Setting Up Prometheus + Grafana for Cosmos Validator Monitoring

Your node is running. Now make sure you actually know when something goes wrong.

Why Monitoring Is Not Optional

Your validator is live. Blocks are being signed. Everything feels fine.

Until it isn’t.

A missed upgrade, a memory leak, a peer count drop, a disk filling up at 3 AM — these are not edge cases. They are the routine reality of running production infrastructure. The difference between a validator with 99.9% uptime and one that gets jailed isn’t always hardware quality or software skill. It’s visibility.

Prometheus + Grafana is the standard monitoring stack for Cosmos validators — battle-tested, widely adopted, and deeply integrated into the Cosmos SDK. This guide assumes your node is already running and walks you through adding a complete monitoring layer on top of it.

Architecture Overview

Before touching a config file, understand what you’re building:

Cosmos SDK metrics — your gaiad process exposes validator-specific metrics over HTTP
node_exporter — exposes host-level metrics (CPU, RAM, disk, network)
Prometheus — scrapes both endpoints and stores time-series data
Grafana — queries Prometheus and renders dashboards and alerts

All four components can run on the same server for a single-node setup, or you can run Prometheus + Grafana on a separate monitoring server for better isolation.

Step 1: Enable Metrics on Your Cosmos Node

Your node exposes Prometheus metrics natively — you just need to turn it on.

Open config.toml:

nano ~/.gaia/config/config.toml

Find the instrumentation section and enable it:

#######################################################
###       Instrumentation Configuration             ###
#######################################################
[instrumentation]

# Enable Prometheus metrics
prometheus = true

# Address to listen on
prometheus_listen_addr = ":26660"

# Maximum number of simultaneous connections
max_open_connections = 3

# Instrumentation namespace
namespace = "cometbft"

Also check app.toml for application-level metrics (Cosmos SDK v0.47+):

[telemetry]
enabled = true
prometheus-retention-time = 600  # seconds

Restart your node to apply:

sudo systemctl restart gaiad

Verify metrics are being exposed:

curl -s localhost:26660/metrics | head -40

You should see output like:

# HELP cometbft_consensus_height Height of the chain
# TYPE cometbft_consensus_height gauge
cometbft_consensus_height 15482300
# HELP cometbft_consensus_validators Number of validators
# TYPE cometbft_consensus_validators gauge
cometbft_consensus_validators 18

If you see this, your node is ready to be scraped.

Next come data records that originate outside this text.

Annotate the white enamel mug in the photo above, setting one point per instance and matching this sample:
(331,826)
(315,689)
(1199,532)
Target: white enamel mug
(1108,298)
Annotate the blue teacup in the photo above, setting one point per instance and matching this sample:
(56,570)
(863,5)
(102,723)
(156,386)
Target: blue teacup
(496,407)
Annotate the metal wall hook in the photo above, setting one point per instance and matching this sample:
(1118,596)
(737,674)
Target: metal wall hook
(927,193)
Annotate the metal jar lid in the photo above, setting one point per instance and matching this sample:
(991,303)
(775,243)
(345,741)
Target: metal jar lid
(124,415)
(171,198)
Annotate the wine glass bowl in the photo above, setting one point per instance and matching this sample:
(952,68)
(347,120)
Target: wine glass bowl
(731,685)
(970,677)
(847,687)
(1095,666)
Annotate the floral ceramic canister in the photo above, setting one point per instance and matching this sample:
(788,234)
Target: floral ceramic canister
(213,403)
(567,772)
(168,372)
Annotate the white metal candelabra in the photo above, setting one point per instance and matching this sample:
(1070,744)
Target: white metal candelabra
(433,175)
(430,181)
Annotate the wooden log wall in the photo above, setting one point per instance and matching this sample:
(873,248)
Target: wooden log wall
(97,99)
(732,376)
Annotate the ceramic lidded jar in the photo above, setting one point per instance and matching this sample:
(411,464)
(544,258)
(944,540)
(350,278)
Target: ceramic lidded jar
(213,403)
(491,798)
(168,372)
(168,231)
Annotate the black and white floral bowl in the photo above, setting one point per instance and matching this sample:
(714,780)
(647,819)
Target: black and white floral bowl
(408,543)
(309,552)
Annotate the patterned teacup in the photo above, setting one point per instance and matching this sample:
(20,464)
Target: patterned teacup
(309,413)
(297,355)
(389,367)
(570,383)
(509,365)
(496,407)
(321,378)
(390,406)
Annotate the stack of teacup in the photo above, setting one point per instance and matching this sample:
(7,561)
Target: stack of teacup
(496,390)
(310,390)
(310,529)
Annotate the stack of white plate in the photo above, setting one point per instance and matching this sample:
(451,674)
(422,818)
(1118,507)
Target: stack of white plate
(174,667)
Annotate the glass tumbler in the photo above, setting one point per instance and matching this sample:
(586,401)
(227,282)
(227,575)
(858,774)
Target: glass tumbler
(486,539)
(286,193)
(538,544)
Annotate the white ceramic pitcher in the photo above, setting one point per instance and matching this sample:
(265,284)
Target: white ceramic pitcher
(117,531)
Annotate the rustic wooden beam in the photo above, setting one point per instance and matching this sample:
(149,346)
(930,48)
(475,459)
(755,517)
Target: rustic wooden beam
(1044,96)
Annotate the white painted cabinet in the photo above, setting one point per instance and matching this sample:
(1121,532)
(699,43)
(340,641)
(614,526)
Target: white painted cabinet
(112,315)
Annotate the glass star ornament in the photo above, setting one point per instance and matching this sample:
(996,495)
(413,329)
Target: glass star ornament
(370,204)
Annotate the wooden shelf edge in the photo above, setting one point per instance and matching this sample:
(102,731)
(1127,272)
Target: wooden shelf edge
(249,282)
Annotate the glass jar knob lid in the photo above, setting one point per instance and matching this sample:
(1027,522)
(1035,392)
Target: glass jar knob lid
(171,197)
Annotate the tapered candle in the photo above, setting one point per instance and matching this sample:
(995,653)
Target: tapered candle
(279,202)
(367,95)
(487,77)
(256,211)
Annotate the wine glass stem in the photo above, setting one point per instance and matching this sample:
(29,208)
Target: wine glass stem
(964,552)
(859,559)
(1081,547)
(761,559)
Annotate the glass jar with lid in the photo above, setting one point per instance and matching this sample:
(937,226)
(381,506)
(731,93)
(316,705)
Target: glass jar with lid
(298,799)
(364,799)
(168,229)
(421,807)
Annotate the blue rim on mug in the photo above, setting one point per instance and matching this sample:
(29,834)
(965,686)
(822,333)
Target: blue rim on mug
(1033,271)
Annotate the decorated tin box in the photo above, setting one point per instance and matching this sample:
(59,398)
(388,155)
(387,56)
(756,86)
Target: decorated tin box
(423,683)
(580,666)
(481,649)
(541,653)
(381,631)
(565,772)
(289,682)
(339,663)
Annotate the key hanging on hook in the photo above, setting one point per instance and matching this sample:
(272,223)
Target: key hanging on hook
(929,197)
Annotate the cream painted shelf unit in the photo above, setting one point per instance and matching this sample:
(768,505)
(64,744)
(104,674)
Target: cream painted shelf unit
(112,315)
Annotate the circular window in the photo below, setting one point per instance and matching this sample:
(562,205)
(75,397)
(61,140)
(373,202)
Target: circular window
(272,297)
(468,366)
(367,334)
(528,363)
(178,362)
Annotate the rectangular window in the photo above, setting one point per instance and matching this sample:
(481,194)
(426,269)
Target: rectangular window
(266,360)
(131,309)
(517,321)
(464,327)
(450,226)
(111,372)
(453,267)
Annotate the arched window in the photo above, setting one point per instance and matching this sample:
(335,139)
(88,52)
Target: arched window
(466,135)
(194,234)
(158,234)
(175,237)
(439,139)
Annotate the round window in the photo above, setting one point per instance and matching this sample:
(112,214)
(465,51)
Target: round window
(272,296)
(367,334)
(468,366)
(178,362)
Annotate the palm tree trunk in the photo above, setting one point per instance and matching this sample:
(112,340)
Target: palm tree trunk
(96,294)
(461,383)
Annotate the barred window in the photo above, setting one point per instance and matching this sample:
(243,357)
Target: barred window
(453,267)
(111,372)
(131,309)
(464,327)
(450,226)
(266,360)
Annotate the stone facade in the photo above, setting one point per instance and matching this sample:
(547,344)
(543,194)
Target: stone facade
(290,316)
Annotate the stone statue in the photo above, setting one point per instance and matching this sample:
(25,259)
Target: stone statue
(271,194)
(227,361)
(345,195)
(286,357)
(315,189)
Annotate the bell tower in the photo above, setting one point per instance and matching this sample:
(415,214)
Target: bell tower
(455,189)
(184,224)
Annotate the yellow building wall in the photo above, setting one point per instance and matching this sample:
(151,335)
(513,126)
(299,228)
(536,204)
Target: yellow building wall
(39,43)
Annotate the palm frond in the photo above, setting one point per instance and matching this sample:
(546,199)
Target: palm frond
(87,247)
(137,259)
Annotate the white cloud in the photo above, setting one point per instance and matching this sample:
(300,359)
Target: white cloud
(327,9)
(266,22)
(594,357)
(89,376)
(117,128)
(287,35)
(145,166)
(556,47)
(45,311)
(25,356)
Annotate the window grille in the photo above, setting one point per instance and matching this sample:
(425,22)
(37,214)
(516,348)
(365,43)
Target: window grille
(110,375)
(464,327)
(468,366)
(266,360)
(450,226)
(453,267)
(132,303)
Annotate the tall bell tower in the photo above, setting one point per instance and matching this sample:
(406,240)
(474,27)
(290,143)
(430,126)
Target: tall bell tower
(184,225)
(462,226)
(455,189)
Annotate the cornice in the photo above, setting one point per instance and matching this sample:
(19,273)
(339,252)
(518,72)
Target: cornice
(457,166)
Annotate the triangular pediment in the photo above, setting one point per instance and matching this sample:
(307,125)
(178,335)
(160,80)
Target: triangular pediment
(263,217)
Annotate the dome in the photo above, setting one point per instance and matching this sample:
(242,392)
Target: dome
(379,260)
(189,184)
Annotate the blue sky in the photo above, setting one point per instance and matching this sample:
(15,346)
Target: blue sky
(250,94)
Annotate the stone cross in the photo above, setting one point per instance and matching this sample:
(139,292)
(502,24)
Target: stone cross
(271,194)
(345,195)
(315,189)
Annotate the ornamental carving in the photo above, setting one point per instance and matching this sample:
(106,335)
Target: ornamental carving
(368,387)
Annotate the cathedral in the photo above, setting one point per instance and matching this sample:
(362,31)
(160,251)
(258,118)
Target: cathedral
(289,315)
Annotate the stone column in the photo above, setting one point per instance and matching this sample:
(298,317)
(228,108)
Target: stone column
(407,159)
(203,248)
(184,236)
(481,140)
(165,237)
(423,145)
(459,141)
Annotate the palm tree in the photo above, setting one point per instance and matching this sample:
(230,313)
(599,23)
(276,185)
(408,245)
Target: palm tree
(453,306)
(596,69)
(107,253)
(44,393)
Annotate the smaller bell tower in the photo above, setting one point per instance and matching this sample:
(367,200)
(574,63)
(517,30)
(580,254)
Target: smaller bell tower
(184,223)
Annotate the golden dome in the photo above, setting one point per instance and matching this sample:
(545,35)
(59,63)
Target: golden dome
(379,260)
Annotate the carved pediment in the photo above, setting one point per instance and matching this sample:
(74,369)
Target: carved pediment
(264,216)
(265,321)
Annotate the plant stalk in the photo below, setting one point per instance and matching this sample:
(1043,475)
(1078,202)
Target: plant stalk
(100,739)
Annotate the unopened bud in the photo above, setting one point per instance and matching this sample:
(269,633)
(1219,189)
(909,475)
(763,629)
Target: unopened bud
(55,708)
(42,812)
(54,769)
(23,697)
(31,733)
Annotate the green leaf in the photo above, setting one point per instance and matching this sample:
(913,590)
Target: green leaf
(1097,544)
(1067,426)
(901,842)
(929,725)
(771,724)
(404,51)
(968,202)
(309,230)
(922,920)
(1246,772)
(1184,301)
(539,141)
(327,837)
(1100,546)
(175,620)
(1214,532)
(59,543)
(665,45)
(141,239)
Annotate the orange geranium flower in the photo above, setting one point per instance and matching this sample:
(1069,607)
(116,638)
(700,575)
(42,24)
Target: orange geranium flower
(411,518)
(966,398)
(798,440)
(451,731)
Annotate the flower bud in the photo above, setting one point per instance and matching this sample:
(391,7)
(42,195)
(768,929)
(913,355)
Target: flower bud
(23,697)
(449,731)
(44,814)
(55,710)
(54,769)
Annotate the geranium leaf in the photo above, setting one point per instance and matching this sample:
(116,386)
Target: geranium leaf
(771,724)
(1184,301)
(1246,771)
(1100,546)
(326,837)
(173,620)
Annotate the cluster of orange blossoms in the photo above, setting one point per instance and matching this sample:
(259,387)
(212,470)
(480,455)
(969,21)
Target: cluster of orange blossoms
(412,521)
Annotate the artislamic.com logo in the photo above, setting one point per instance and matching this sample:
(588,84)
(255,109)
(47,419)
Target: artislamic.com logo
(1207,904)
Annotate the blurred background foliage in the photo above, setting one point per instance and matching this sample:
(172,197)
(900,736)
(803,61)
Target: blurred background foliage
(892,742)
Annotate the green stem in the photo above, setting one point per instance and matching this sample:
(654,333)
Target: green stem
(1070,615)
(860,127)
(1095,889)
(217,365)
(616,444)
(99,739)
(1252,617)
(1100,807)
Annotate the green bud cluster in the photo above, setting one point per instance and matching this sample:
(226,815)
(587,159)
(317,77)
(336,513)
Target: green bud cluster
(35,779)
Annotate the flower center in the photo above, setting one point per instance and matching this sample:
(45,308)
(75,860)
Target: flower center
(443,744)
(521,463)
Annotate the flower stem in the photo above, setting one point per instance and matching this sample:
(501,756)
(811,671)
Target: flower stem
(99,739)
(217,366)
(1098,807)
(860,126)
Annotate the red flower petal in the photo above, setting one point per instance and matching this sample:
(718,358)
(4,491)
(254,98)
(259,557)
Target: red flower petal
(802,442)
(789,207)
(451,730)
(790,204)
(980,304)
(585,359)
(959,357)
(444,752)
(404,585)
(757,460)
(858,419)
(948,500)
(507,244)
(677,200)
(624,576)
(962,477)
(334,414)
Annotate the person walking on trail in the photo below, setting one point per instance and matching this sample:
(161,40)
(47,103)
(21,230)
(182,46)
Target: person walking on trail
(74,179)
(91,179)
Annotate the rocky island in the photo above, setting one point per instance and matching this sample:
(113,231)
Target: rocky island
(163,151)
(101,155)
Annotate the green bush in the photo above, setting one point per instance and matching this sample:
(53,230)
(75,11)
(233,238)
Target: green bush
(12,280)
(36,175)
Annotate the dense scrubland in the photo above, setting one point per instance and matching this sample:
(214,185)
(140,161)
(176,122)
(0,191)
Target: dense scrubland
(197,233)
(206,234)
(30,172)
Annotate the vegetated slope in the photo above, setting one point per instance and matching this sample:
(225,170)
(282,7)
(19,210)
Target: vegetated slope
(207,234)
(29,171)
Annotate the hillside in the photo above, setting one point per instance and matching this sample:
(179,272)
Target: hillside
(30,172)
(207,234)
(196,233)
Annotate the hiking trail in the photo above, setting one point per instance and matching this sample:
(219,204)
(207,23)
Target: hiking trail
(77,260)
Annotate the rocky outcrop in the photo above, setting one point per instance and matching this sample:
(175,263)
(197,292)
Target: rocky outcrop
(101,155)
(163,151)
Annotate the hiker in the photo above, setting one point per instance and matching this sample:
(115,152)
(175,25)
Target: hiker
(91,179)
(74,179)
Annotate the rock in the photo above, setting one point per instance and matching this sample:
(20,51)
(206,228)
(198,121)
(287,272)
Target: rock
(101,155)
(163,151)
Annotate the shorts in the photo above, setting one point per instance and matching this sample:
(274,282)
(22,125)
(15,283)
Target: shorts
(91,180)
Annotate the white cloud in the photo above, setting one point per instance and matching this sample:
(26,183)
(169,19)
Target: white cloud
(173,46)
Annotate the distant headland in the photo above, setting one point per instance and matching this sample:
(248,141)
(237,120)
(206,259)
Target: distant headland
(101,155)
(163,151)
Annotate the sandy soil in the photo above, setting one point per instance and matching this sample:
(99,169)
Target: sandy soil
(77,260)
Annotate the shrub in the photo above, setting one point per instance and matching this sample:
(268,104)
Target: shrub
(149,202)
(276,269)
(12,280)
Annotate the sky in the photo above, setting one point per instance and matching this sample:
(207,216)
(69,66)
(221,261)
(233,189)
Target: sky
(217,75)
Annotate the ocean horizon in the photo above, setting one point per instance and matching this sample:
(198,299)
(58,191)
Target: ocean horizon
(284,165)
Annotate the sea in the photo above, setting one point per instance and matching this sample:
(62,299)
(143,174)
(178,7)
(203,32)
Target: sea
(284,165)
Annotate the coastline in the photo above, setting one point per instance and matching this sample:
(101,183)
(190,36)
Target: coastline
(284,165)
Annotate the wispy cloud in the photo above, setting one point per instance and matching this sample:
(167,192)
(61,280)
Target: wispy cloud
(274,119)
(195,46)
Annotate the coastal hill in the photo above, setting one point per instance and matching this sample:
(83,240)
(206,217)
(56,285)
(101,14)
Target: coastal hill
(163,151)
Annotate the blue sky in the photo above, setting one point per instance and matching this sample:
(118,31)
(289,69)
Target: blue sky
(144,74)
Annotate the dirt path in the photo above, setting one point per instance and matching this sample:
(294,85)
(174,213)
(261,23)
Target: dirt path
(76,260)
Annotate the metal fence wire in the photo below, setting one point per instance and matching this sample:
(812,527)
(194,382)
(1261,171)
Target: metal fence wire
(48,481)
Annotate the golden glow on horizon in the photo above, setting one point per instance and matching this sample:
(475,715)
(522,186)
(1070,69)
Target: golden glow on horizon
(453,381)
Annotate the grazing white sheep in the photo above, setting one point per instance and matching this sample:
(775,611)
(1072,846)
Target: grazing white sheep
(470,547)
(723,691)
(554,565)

Step 2: Install node_exporter

node_exporter exposes host-level metrics — CPU, memory, disk, network. Essential for catching infrastructure problems before they affect your validator.

# Download latest node_exporter
cd /tmp
wget https://github.com/prometheus/node_exporter/releases/download/v1.7.0/node_exporter-1.7.0.linux-amd64.tar.gz

# Extract
tar xvfz node_exporter-1.7.0.linux-amd64.tar.gz

# Move binary
sudo mv node_exporter-1.7.0.linux-amd64/node_exporter /usr/local/bin/

# Create dedicated user
sudo useradd -rs /bin/false node_exporter

Create a systemd service:

sudo nano /etc/systemd/system/node_exporter.service

[Unit]
Description=Node Exporter
After=network.target

[Service]
User=node_exporter
Group=node_exporter
Type=simple
ExecStart=/usr/local/bin/node_exporter \
  --collector.systemd \
  --collector.processes

[Install]
WantedBy=multi-user.target

Enable and start:

sudo systemctl daemon-reload
sudo systemctl enable node_exporter
sudo systemctl start node_exporter

# Verify
curl -s localhost:9100/metrics | head -10

Step 3: Install Prometheus

cd /tmp
wget https://github.com/prometheus/prometheus/releases/download/v2.50.0/prometheus-2.50.0.linux-amd64.tar.gz
tar xvfz prometheus-2.50.0.linux-amd64.tar.gz

sudo mv prometheus-2.50.0.linux-amd64/prometheus /usr/local/bin/
sudo mv prometheus-2.50.0.linux-amd64/promtool /usr/local/bin/

# Create directories
sudo mkdir -p /etc/prometheus /var/lib/prometheus
sudo useradd -rs /bin/false prometheus
sudo chown prometheus:prometheus /var/lib/prometheus

Configure Prometheus

Create the main config file:

sudo nano /etc/prometheus/prometheus.yml

global:
  scrape_interval: 15s
  evaluation_interval: 15s
  external_labels:
    chain: cosmoshub
    validator: your-moniker   # replace with your validator moniker

# Alerting rules (we'll add these in Step 5)
rule_files:
  - /etc/prometheus/alerts.yml

scrape_configs:
  # Cosmos node metrics (CometBFT + SDK)
  - job_name: cosmos_node
    static_configs:
      - targets: ['localhost:26660']
    labels:
      instance: validator

  # Host-level metrics
  - job_name: node_exporter
    static_configs:
      - targets: ['localhost:9100']
    labels:
      instance: validator

Create the systemd service:

sudo nano /etc/systemd/system/prometheus.service

[Unit]
Description=Prometheus
After=network.target

[Service]
User=prometheus
Group=prometheus
Type=simple
ExecStart=/usr/local/bin/prometheus \
  --config.file=/etc/prometheus/prometheus.yml \
  --storage.tsdb.path=/var/lib/prometheus \
  --storage.tsdb.retention.time=30d \
  --web.listen-address=0.0.0.0:9090
Restart=on-failure

[Install]
WantedBy=multi-user.target

sudo systemctl daemon-reload
sudo systemctl enable prometheus
sudo systemctl start prometheus

# Confirm it's running
sudo systemctl status prometheus

Visit http://your-server-ip:9090 — you should see the Prometheus UI. Check Status → Targets to confirm both scrape jobs are UP.

Step 4: Install Grafana

# Add Grafana APT repository
sudo apt-get install -y apt-transport-https software-properties-common
wget -q -O - https://apt.grafana.com/gpg.key | sudo apt-key add -
echo "deb https://apt.grafana.com stable main" | sudo tee /etc/apt/sources.list.d/grafana.list

sudo apt-get update
sudo apt-get install -y grafana

sudo systemctl enable grafana-server
sudo systemctl start grafana-server

Access Grafana at http://your-server-ip:3000

Default credentials: admin / admin (you'll be prompted to change on first login).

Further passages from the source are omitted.